I’m unfortunately at home saying my farewells to my 94 year old grandmother this week. In doing so I’ve been making a lot of trips from my parent’s house in Plymouth, MA to see my grandmother about a 20 mile drive away. The other night while driving back with my sister she asked me a pretty good question.
Most of the roads we were driving were the roads that I would train on for bike racing during high school and college breaks for hours on end. Her question was how I found my way around with no smartphones or even GPS devices at that point. Fair question indeed. So this got me to thinking about some of my early moments in the cycling world that are still my very best moments in the sport. We drove on one particular road that I can remember vividly from the bicycle, but couldn’t tell you the last time I actually drove it in a car.
Southeastern Massachusetts, believe it or not, is home to some rather great road riding. There are so many well paved roads that crisscross the rural areas with very little vehicle traffic. And of course there are a lot of great seaside roads showing the beauty of why people enjoy this area of the country so much in the summer months.
So how did I find my way back then without the help of a smartphone or GPS? It was actually quite simple: I went out and rode my bike as much as I could whenever I could. I explored roads, sometimes got lost, but always made my way back home each time and if I got stuck I used a pay phone. YES, a freaking pay phone! The only technology I had on me was a bike computer that gave me speed, average speed, time and total distance. Exploring is how I found my favorite routes and that was something that no map would be able to tell me.

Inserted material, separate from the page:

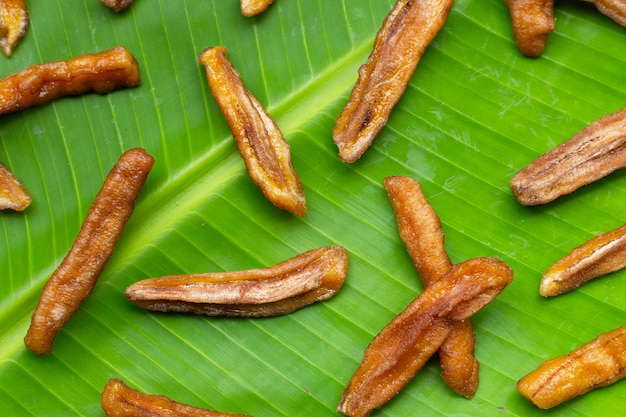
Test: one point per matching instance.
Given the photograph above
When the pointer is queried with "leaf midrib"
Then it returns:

Now I know that there are apps launching soon that will provide routes for safe cycling and there are of course the likes of Mapmyride and Strava already growing their audience. I’m actually a big fan of Strava and I was an early adopter of the Garmin GPS fitness watches almost 8 years ago. But, what I have to say is that I encourage you to go out and leave the GPS map off and instead just go out and explore around your community for new roads or trails to ride. This may sound unsafe to some, but if you have experience riding, you already know what roads would be bike safe or not. I’m a fan of exploring and also leaving some of the technology behind. While you’re at it for your explorer ride, leave the earbud out of your ear and just listen to you, your bike and your surroundings. You may just re-inspire yourself to ride that much more.